It wasn't an SOS to the world, but one Massachusetts teen's message in a bottle came back to her after a trans-Atlantic voyage. Genevive Hernandez of Lynn, Mass., tossed the green Sprite bottle containing a message into the Atlantic Ocean on Nov. 20, 2003, as part of a fifth-grade project. Most of the bottles simply washed back on shore. Some made it as far as Cape Cod. One got to England, and as a letter by a 26-year-old African man confirmed, Genevive's letter arrived along the shore of Morocco last December. The 3,500-mile voyage had inauspicious beginnings: "I thought it wasn't going anywhere," said Hernandez. "Mine was stuck on the seaweed."

Habitual offender

Some work. Some beg. One Lithuanian woman has another way to make ends meet.
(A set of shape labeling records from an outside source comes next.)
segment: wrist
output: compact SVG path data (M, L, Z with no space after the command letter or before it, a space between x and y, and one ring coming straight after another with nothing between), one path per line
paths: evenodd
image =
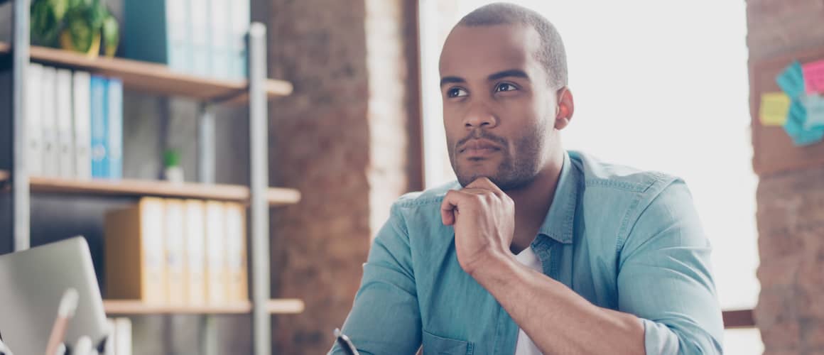
M518 265L515 255L509 250L489 253L475 264L467 273L481 285L509 279L513 269Z

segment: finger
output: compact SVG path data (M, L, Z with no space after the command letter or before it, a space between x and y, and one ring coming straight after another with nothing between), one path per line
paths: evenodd
M441 221L445 226L455 224L455 210L458 207L458 191L450 190L443 196L443 202L441 203Z
M498 187L495 183L492 182L489 178L486 176L481 176L475 179L474 181L466 185L466 189L483 189L485 190L492 191L496 195L500 196L503 194L503 190Z

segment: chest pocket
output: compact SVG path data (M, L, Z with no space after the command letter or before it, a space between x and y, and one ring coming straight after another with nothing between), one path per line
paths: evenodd
M424 330L424 355L472 355L472 343L439 337Z

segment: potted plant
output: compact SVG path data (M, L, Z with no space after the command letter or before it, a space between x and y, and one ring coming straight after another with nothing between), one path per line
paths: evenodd
M96 57L102 40L105 55L113 57L119 26L104 0L33 0L31 40L36 44Z

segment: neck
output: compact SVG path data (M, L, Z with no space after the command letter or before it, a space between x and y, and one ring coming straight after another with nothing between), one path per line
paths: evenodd
M515 232L510 245L514 254L529 247L552 206L564 165L564 150L559 147L555 152L550 162L531 183L506 192L515 203Z

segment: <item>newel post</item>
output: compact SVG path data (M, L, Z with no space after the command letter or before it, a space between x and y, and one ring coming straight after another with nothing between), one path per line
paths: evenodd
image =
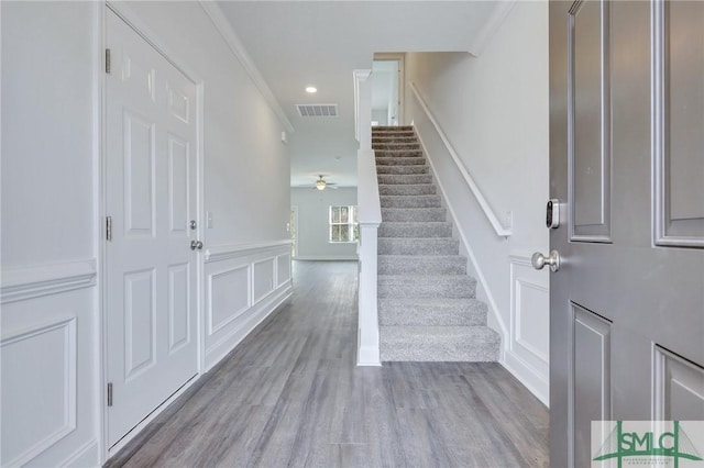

Steal. Mother of three Viktorija Raudonyte, 25, was arrested for the 81st time last week for shoplifting in Klaipeda. Local police are very familiar with the bandit. "Stealing is like a regular job for her," said police officer Jonas Vaitkevicius. "There are probably no shopping centers left where she hasn't been busted." Ms. Raudonyte may be poor and uneducated (and a thief), but she's no dummy. In almost every case, she's stolen less than 125 litas ($43) worth of merchandise-something that can only be punished with community service.

Bad joke

A senior prank turned into a 90-day suspension when administrators decided four Springville, Utah, students' actions were more like a major disruption than a minor inconvenience. The students, all seniors at Springville High School, sprayed skunk oil onto carpets, walls, floors, and vents, making for a disastrously stinky situation that disrupted a basketball tournament and a parent-teacher event. At first, the school suspended the group for 10 days. Then, perhaps after they got the repair and cleaning bill, the school district bumped it up to three months, meaning the teens will be suspended through their pending graduation day.